That white satin dress, that molten‑silver voice. “Anne? Is that you? Are you OK?”

“Yeah, Sy, it’s me. I’m all right … I think.”

“What happened? Where’ve you been all year? Or considering it’s you I should ask, when’ve you been?”

“You know the line between history and archaeology?”

“Whether or not there was writing?”

“Sort of. Anyway, I’ve crossed it dozens of times. You wouldn’t believe some of the things I’ve seen. The professionals sure wouldn’t.”

“Wait, does the dress go with you? White satin wasn’t a thing centuries ago.”

“Oh, it changes like camouflage when I travel.

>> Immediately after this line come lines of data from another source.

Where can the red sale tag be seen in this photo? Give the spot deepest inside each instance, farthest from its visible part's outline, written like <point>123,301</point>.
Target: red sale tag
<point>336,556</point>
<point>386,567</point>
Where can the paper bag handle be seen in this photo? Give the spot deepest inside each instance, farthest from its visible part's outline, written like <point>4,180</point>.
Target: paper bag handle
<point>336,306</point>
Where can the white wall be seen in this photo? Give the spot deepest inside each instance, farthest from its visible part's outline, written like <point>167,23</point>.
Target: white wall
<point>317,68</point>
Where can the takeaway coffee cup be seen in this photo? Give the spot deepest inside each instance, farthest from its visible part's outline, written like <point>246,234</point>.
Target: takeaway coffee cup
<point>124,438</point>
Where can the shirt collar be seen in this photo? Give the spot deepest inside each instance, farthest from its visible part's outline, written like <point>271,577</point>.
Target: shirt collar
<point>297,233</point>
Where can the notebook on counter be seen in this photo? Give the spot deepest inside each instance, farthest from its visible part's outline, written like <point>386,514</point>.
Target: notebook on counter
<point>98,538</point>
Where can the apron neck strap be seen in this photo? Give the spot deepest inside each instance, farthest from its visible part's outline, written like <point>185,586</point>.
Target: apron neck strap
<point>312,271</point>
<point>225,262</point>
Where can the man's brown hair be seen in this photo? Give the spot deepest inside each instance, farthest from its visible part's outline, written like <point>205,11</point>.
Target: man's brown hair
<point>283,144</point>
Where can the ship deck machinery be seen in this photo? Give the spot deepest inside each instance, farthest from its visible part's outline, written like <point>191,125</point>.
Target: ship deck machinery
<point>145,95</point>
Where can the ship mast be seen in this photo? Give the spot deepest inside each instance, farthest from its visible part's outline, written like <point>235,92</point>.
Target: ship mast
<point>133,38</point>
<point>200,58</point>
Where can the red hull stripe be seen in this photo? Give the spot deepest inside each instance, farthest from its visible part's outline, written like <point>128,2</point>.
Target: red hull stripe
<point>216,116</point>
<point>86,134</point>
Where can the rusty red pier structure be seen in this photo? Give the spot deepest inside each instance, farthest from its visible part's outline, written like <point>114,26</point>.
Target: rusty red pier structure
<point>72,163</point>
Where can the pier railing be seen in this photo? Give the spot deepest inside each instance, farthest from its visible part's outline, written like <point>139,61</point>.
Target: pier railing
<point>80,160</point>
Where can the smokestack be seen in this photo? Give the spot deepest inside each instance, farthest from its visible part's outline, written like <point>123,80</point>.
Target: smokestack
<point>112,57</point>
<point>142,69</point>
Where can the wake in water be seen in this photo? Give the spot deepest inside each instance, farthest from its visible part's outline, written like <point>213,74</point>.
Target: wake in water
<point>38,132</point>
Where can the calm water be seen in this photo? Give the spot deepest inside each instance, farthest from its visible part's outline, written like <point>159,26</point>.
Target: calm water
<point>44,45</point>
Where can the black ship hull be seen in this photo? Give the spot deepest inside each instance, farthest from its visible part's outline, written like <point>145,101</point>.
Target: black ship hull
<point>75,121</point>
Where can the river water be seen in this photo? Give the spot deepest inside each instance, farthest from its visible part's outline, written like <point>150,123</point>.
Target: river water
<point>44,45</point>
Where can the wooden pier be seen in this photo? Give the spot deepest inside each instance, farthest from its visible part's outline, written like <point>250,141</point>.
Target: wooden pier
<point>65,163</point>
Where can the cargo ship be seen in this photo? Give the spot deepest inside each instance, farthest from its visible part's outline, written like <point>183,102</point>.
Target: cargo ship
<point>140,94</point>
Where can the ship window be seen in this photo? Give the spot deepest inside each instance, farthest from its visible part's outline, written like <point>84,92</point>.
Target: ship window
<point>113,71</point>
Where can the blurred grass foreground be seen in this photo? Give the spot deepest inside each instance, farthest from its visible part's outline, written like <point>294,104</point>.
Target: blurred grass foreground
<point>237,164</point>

That’s one reason I like this era — white satin’s so much nicer than muddy homespun or deerskins, mmm?”

“Mm‑hmmm. I suppose that’s why the dress didn’t get messed up when you erupted here. What led to that, anyway?”

“I don’t know. It probably had something to do with me experimenting with my ‘pushing’ superpower, going for a direction I hadn’t tried before. I’ve always known that front‑and‑back ‘pushing’ moves me forward or backward in time. You helped me understand that a ‘push’ to the side shifts me between alternate Universes at different probability levels. ‘Pushing’ up or down changes my size. Well, this morning I figured out a different direction to ‘push’ and that was weird.”

“You’ve described all three normal directions of space, so a new one would have to be weird.”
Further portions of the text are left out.